For this iteration of the prototype, we chose to use the AlexNet (created by the SuperVision group) network architecture with some adjustments to make it fit our problem case better. Besides using a different network architecture we also decided to use two silhouettes as opposed to one so that we may further increase our prediction accuracy.
The dataset that is being used of this iteration of the prototype is the same as before.
As mentioned in the introduction, for the purpose of this prototype we have used the AlexNet network architecture as a base and we made small adjustments to it so that it may be more suitable for our problem case.
We have changed our model to accept two images as input, run both of these images through separate convolutional networks and then concatenate their results to run them through a set of dense layers with the goal of producing 1 measurement estimation with a high degree of accuracy.

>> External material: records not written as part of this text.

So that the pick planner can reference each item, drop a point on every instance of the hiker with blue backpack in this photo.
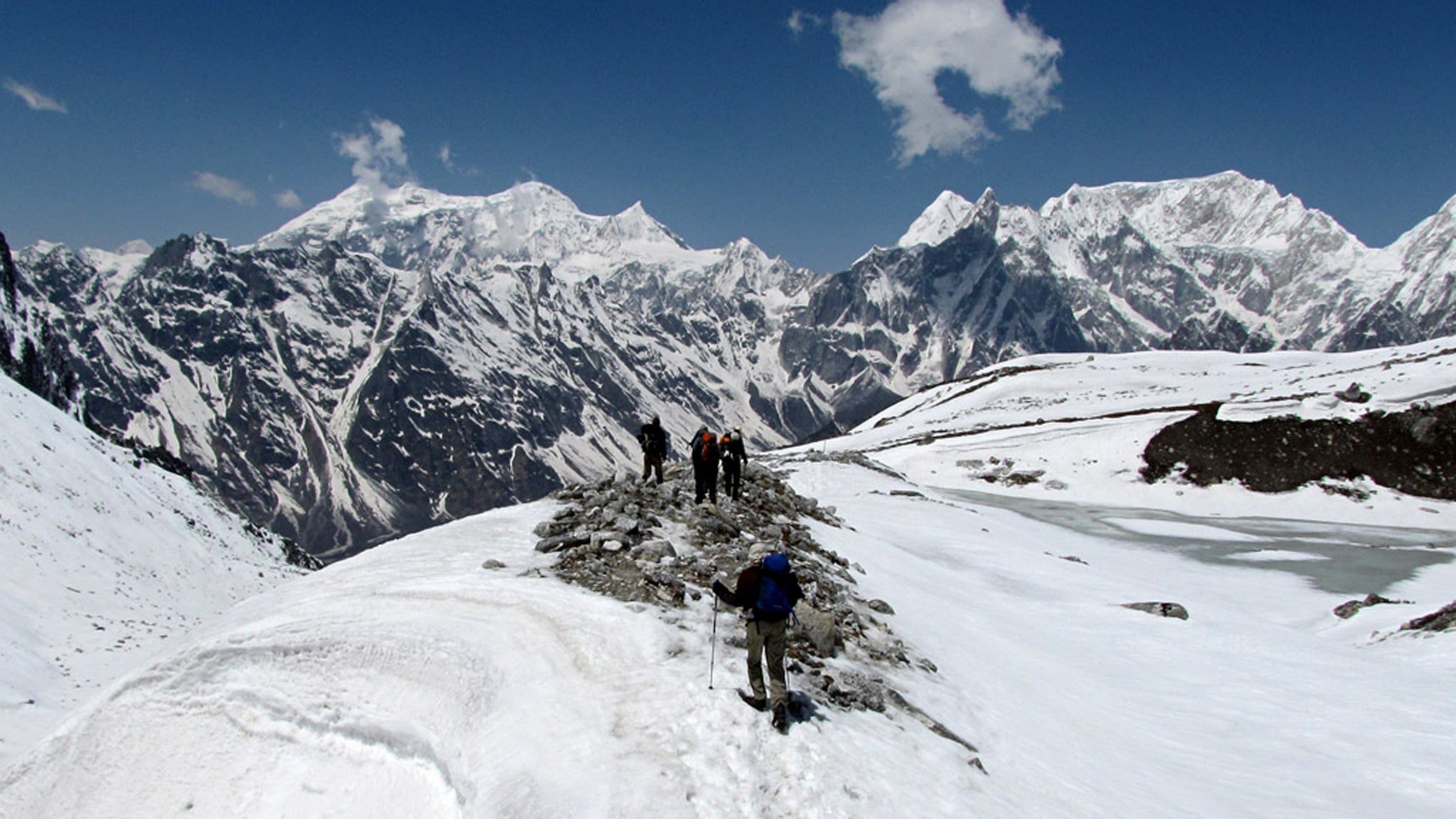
(768, 589)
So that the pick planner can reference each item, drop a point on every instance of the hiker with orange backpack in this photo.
(705, 465)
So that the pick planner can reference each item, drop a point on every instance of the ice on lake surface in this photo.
(1341, 559)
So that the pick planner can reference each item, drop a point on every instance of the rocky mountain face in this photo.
(395, 359)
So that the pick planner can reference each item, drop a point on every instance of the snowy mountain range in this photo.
(399, 357)
(1016, 551)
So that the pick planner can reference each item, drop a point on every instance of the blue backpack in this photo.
(774, 586)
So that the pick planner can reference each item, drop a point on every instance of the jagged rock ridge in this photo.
(395, 359)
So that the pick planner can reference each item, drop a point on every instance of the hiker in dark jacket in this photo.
(705, 465)
(734, 458)
(769, 589)
(654, 448)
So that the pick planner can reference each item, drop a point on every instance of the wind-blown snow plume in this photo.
(379, 158)
(905, 49)
(224, 189)
(33, 98)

Below you can see one of the 5 training graphs for the model trained to predict the face length measurement. Each of these training graphs shows how the mean absolute error (MAE) improves throughout a single cross-validation run. The MAE is expressed in mm and clearly shows how this model improved during training. At the end of training, the MAE for this particular model reached roughly 12. This represents the average of the deviation on the validation data in mm.

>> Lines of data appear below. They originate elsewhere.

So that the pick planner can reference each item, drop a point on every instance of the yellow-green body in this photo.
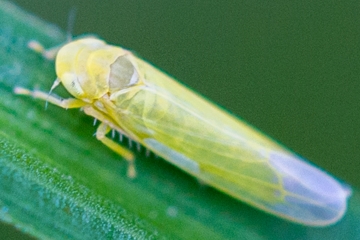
(133, 97)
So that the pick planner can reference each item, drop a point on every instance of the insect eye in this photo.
(122, 74)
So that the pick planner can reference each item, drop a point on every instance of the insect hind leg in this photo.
(101, 131)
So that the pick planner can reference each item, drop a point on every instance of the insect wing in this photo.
(226, 153)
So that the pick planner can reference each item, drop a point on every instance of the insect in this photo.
(129, 95)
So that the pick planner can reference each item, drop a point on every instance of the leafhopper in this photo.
(129, 95)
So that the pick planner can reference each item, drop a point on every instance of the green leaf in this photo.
(57, 181)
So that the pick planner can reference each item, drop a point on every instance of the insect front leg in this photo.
(101, 131)
(64, 103)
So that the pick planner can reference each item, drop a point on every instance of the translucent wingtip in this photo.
(310, 195)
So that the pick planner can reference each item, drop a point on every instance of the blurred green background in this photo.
(289, 68)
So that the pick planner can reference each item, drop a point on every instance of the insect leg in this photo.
(101, 131)
(64, 103)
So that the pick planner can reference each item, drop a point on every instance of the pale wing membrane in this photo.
(226, 153)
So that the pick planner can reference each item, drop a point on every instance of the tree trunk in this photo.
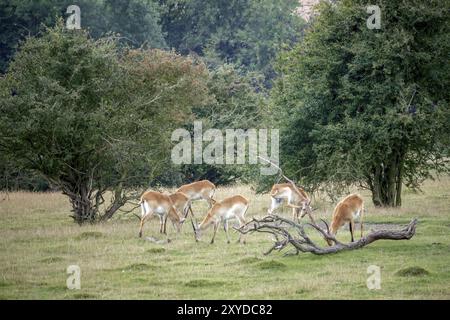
(82, 207)
(386, 184)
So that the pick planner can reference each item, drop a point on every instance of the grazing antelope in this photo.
(181, 202)
(222, 211)
(199, 190)
(160, 204)
(348, 209)
(296, 199)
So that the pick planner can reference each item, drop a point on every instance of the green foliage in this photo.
(234, 104)
(137, 21)
(367, 107)
(247, 33)
(89, 120)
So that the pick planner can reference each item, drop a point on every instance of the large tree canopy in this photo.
(366, 106)
(90, 120)
(136, 21)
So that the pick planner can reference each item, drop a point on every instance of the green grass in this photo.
(39, 241)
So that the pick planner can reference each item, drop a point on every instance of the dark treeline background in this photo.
(91, 111)
(237, 39)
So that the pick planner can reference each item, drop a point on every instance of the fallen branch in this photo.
(287, 232)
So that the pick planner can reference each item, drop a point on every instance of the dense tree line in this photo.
(367, 107)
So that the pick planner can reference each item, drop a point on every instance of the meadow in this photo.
(39, 241)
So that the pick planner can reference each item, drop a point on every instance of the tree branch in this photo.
(281, 228)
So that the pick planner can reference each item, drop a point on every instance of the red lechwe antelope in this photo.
(348, 209)
(160, 204)
(296, 199)
(222, 211)
(199, 190)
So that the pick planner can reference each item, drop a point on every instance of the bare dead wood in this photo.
(289, 233)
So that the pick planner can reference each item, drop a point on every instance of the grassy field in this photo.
(39, 241)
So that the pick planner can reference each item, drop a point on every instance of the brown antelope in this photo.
(348, 209)
(233, 207)
(160, 204)
(296, 198)
(181, 202)
(199, 190)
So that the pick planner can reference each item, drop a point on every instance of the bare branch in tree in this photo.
(283, 231)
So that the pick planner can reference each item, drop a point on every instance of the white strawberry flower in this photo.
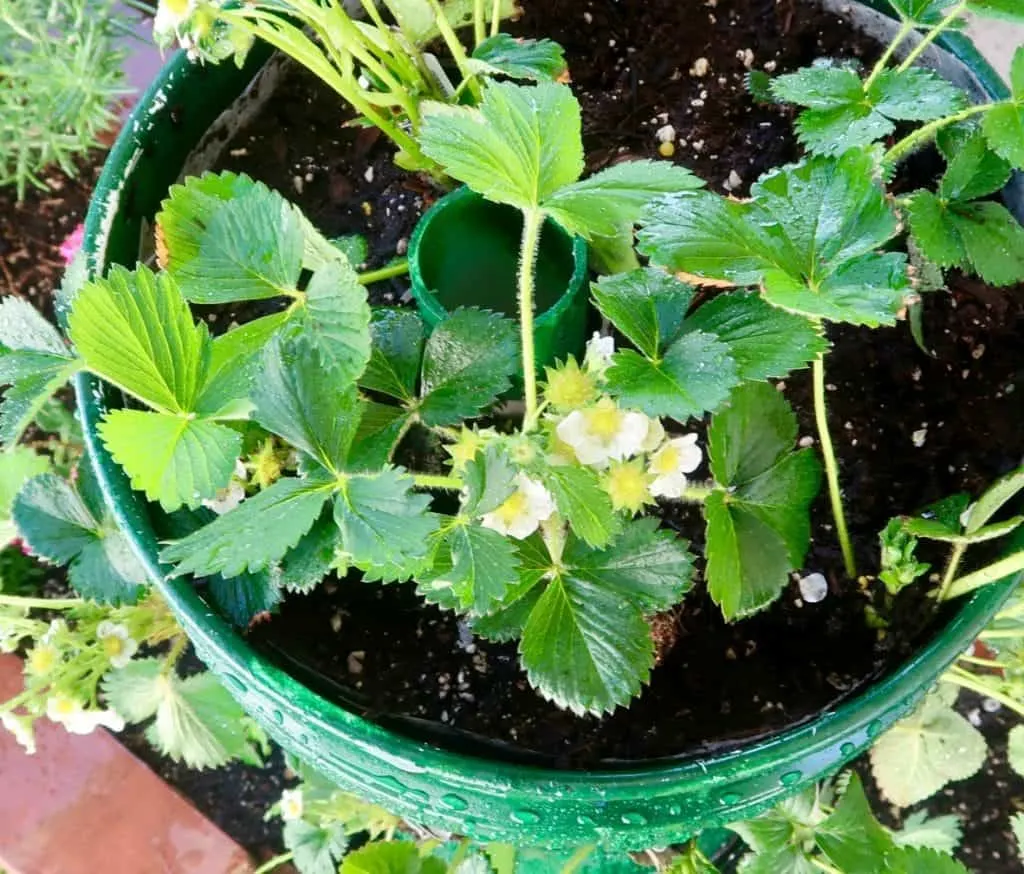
(604, 433)
(291, 804)
(672, 463)
(20, 729)
(523, 512)
(229, 497)
(599, 351)
(117, 643)
(76, 719)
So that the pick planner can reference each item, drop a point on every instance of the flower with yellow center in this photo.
(523, 512)
(117, 643)
(671, 464)
(43, 658)
(628, 484)
(568, 387)
(604, 433)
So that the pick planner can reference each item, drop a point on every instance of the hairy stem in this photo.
(273, 864)
(905, 30)
(437, 481)
(479, 22)
(966, 680)
(924, 135)
(933, 35)
(40, 603)
(832, 468)
(993, 573)
(496, 17)
(532, 223)
(955, 557)
(398, 268)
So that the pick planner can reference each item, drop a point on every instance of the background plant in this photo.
(60, 78)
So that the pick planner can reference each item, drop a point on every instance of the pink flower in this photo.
(71, 246)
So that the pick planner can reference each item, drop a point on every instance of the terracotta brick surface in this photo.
(86, 805)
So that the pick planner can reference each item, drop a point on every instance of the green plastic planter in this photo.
(465, 252)
(648, 804)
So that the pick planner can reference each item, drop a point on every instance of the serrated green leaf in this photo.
(940, 833)
(135, 690)
(134, 330)
(973, 171)
(582, 501)
(933, 231)
(520, 146)
(199, 724)
(298, 400)
(176, 461)
(809, 236)
(385, 527)
(397, 350)
(923, 13)
(851, 837)
(17, 466)
(926, 751)
(586, 649)
(336, 320)
(250, 249)
(304, 567)
(315, 849)
(647, 305)
(235, 363)
(649, 568)
(483, 567)
(1008, 10)
(56, 525)
(759, 529)
(762, 340)
(24, 401)
(922, 861)
(694, 376)
(467, 363)
(256, 533)
(520, 58)
(390, 858)
(244, 597)
(24, 328)
(488, 480)
(609, 203)
(381, 429)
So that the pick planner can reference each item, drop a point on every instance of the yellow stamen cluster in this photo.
(568, 387)
(628, 484)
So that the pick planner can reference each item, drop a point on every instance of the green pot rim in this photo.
(426, 299)
(653, 804)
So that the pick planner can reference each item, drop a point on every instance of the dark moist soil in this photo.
(635, 68)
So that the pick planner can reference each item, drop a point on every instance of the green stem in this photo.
(496, 17)
(532, 223)
(933, 35)
(479, 22)
(966, 680)
(924, 135)
(905, 30)
(437, 481)
(955, 557)
(274, 863)
(832, 468)
(992, 573)
(40, 603)
(398, 268)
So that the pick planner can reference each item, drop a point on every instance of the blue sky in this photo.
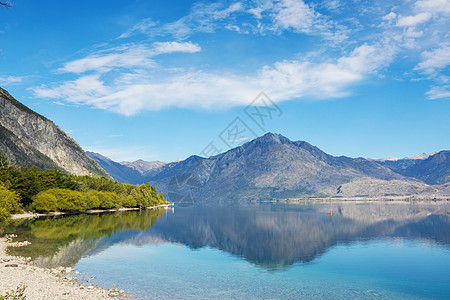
(161, 80)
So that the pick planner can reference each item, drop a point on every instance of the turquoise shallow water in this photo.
(382, 269)
(360, 251)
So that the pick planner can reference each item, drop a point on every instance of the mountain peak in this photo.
(273, 138)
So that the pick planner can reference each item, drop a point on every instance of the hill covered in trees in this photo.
(53, 190)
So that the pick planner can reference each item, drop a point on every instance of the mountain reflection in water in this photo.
(271, 236)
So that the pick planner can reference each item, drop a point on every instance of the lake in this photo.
(266, 251)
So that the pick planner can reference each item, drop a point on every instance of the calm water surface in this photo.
(360, 251)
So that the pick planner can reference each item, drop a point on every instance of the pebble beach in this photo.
(42, 283)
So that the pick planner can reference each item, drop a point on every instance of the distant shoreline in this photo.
(386, 199)
(89, 212)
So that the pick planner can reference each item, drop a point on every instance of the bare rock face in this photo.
(27, 130)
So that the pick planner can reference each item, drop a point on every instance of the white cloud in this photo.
(433, 6)
(439, 92)
(413, 20)
(291, 14)
(435, 60)
(127, 56)
(284, 80)
(8, 80)
(171, 47)
(84, 90)
(269, 16)
(142, 27)
(390, 16)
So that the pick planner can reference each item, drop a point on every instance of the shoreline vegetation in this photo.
(387, 199)
(29, 215)
(28, 189)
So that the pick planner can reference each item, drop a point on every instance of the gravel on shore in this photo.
(41, 283)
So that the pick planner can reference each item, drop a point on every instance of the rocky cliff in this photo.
(28, 138)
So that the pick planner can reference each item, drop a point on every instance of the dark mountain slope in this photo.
(30, 138)
(119, 172)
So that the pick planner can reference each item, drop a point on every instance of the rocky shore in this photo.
(40, 283)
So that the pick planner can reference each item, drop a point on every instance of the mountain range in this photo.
(272, 166)
(266, 168)
(28, 138)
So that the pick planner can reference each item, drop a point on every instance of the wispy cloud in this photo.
(270, 17)
(9, 80)
(127, 56)
(435, 60)
(125, 81)
(284, 80)
(439, 92)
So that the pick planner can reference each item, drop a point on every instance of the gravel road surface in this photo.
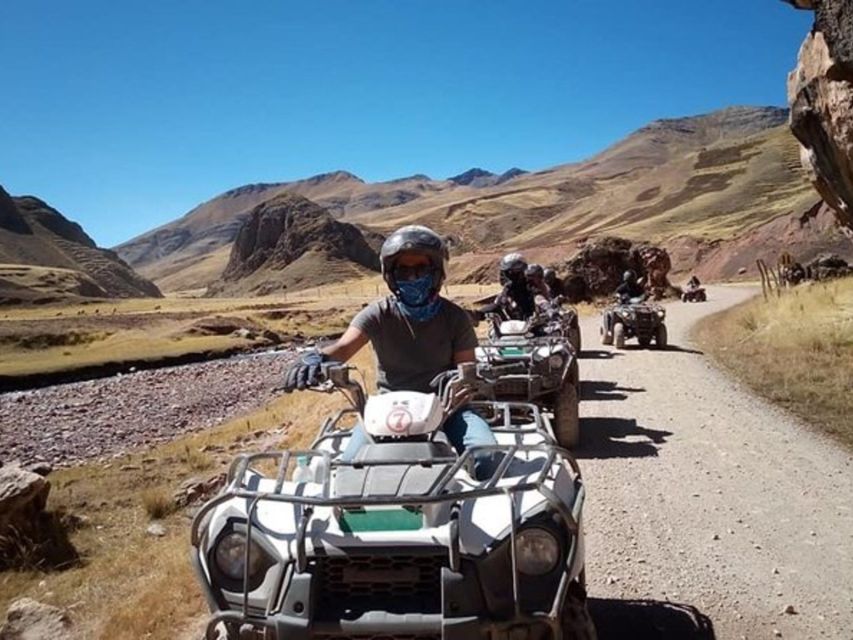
(709, 511)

After training (with cross-validation), we have tested our models on two different subjects that had been part of neither the training nor the validation data to see how it would perform in a realistic scenario.

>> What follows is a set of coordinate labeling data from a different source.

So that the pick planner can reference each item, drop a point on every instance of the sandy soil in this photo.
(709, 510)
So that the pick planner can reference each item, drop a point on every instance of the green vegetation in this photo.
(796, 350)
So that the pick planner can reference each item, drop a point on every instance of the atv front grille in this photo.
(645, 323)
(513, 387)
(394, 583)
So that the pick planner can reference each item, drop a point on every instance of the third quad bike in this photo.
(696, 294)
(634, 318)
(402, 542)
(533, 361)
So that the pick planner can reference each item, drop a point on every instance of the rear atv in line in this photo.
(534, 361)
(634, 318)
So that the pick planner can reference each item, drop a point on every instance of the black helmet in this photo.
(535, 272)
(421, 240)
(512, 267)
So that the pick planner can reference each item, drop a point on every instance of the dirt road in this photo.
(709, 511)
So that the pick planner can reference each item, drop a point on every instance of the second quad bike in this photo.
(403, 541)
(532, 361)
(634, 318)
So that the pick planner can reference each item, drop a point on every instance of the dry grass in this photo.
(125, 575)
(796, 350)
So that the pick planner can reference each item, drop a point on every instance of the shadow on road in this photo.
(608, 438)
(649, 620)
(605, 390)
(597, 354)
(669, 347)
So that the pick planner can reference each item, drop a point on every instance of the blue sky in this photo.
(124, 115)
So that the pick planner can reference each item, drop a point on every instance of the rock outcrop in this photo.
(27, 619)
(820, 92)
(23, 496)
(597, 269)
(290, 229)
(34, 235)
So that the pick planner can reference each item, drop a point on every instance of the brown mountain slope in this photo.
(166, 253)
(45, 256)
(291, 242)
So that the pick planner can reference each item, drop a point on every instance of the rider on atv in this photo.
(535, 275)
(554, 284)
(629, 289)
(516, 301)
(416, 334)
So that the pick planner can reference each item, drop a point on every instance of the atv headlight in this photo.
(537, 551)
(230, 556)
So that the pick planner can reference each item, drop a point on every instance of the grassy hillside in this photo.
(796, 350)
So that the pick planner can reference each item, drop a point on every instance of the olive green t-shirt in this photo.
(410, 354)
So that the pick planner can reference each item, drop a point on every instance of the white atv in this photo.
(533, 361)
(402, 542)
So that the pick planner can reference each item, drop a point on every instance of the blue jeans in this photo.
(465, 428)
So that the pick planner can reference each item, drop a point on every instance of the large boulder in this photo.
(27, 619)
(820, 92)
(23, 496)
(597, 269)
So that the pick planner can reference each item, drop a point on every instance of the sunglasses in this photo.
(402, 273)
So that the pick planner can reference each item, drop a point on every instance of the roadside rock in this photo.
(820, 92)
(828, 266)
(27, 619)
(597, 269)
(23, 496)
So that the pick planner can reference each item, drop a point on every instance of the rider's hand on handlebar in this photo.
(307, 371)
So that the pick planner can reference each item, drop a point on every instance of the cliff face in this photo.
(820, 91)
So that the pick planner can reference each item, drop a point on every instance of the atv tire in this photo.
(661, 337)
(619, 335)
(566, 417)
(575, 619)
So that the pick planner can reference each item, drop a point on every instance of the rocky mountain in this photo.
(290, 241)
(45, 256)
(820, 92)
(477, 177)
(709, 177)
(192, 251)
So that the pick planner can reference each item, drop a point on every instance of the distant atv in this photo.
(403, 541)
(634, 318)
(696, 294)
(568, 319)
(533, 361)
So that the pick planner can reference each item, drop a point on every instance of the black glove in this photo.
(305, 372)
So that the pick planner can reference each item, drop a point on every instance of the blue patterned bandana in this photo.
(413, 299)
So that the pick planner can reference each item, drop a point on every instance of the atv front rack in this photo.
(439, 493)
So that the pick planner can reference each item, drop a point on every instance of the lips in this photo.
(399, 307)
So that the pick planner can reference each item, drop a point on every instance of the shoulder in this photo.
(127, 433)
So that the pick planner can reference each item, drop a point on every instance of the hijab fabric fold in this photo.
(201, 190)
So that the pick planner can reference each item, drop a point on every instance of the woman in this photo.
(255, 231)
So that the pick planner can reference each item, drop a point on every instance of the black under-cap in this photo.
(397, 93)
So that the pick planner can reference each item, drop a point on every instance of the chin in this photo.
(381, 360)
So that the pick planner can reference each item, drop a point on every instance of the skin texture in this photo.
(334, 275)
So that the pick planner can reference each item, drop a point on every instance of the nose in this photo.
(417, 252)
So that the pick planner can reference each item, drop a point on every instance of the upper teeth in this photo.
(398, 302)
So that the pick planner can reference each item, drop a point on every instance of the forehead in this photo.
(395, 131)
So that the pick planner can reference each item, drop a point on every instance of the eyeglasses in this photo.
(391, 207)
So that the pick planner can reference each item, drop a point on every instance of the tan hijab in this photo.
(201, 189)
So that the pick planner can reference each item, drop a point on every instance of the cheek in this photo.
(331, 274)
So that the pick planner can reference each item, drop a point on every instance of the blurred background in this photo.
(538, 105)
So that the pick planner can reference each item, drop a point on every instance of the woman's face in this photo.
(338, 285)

For these two subjects, the actual size of each measurement, the predicted size and the deviation (in cm) is shown in the tables below. The test results for these two subjects show that the predicted values are relatively close to the actual values. The closest prediction that was made for these subjects was 0.04cm and the worst prediction was 5.28cm off.
As can be seen, our own altered version of the AlexNet network was able to produce results with a small margin of error, which is a significant improvement over our older attempts at predicting measurements where our predictions were ~10 times larger than the actual measurement.
Although the results produced by this altered version of the AlexNet network were much better than the predictions made by previous iterations of this prototype which used the VGG network architecture, we still believe they are not accurate nor consistent enough to be relied upon in a realistic scenario and that we can improve them. To that end, we plan on experimenting further with this network architecture. Currently, we believe that the largest increase in accuracy could be achieved by increasing the number of sample images and by increasing the number of input images with the silhouette at different angles.